3 de mayo de 1935. “Distintos amigos del general Calles, entre ellos algunos de los que forman parte del Gabinete, vienen insistiéndole en que debe seguir interviniendo en la política del país. Estas gentes lo perderán”.

14 de junio de 1935. “A las 19 horas reuní al Gabinete en el Palacio Nacional manifestándoles que considerando embarazosa su situación por la amistad que los liga con el General Calles, aceptaba presentaran su renuncia, lo que desde luego hicieron”. (Todo el gabinete a la calle)

22 de diciembre de 1935. “El distanciamiento definitivo con el general Calles me ha deprimido, pero su actitud inconsecuente frente a mi responsabilidad me obliga a cumplir con mis deberes de representante de la Nación”. (“Cumplir con mis deberes de representante de la Nación”… ¡Ay!, doña Claudia).

7 de abril de 1936. “El General Calles optó por salir él del país sin conocer los nombres de los generales y sí de los civiles que saldrían con él, y que son Luis N. Morones, ingeniero Luis León y Melchor Ortega”. (Ojo: Calles lo decidió por no dejar a los suyos en la estacada).

9 de abril de 1936. “Hoy se giraron instrucciones para que salgan del país los señores General Plutarco Elías Calles, Luis N. Morones, ingeniero Luis León y Melchor Ortega.

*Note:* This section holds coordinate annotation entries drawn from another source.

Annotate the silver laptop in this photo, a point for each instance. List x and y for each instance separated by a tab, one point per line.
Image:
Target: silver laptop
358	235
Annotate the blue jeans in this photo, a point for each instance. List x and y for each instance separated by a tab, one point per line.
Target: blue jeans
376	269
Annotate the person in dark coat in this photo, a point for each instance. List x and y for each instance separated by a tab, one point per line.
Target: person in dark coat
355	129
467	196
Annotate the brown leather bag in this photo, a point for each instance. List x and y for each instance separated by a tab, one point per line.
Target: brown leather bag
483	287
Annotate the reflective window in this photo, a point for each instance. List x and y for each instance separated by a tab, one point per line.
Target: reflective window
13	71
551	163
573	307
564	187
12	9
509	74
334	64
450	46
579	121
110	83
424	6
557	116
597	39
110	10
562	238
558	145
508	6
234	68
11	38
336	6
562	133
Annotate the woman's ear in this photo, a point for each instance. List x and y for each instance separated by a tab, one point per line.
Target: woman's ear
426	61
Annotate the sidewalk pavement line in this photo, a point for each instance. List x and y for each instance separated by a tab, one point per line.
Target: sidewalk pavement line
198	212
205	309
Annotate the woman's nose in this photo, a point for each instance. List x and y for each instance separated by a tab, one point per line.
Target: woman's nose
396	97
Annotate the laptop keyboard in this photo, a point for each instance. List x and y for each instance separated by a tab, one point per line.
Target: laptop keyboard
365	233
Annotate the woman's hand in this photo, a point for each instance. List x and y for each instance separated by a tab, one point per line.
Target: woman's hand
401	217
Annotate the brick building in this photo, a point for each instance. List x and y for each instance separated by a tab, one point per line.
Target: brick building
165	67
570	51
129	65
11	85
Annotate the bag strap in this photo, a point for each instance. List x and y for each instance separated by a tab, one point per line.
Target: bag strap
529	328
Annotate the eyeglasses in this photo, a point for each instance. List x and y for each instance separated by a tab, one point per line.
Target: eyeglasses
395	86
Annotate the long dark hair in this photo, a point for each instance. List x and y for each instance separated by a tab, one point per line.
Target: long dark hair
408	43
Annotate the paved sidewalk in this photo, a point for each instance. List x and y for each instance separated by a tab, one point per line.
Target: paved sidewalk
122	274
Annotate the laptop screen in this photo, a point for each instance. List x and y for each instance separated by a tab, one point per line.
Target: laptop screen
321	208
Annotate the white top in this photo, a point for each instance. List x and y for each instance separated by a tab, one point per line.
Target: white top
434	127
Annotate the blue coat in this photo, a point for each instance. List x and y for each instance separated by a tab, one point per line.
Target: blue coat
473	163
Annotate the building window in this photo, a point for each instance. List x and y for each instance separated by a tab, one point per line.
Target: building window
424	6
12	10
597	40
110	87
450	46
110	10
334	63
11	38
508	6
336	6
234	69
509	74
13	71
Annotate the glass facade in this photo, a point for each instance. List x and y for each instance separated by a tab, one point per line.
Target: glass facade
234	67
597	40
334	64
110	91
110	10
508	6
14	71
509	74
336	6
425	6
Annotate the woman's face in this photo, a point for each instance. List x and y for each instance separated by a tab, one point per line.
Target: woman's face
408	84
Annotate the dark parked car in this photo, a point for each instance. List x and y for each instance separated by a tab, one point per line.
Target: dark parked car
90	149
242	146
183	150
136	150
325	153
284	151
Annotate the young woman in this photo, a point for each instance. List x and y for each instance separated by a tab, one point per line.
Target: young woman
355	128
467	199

“El General Rafael Navarro Cortina, jefe de la Guarnición de la plaza, comunicó a las 22 horas al General Calles, las instrucciones recibidas de que debía de salir del país al día siguiente, manifestando el propio General Calles que estaría preparado por la mañana”.

9 de abril de 1936. “Mucho reflexioné para tomar esta decisión y hube de disciplinar mi condición sentimental, por lo que se refiere al señor General Calles, y obrar como responsable de los destinos de la Nación”. (Pues sí, de eso se trata La Silla).

El 11 de abril, ya con Calles en Texas, Cárdenas publicó una carta en la prensa explicando al país lo sucedido; entre otras cosas dice: “(…) cuando la situación ha llegado a extremos tales en los que, sin recato alguno, estos elementos mantienen una labor delictuosa (…) ha parecido indispensable al Ejecutivo Federal abandonar su actitud vigilante y adoptar medidas de emergencia, a fin de evitar a la Nación trastornos de mayor magnitud (…) por imperativo de salud pública (…)”.

Nostalgia. No hace tanto, nuestros presidentes parecían presidentes y equivocándose o no, trabajaban para México, no para su tótem y de rodillas.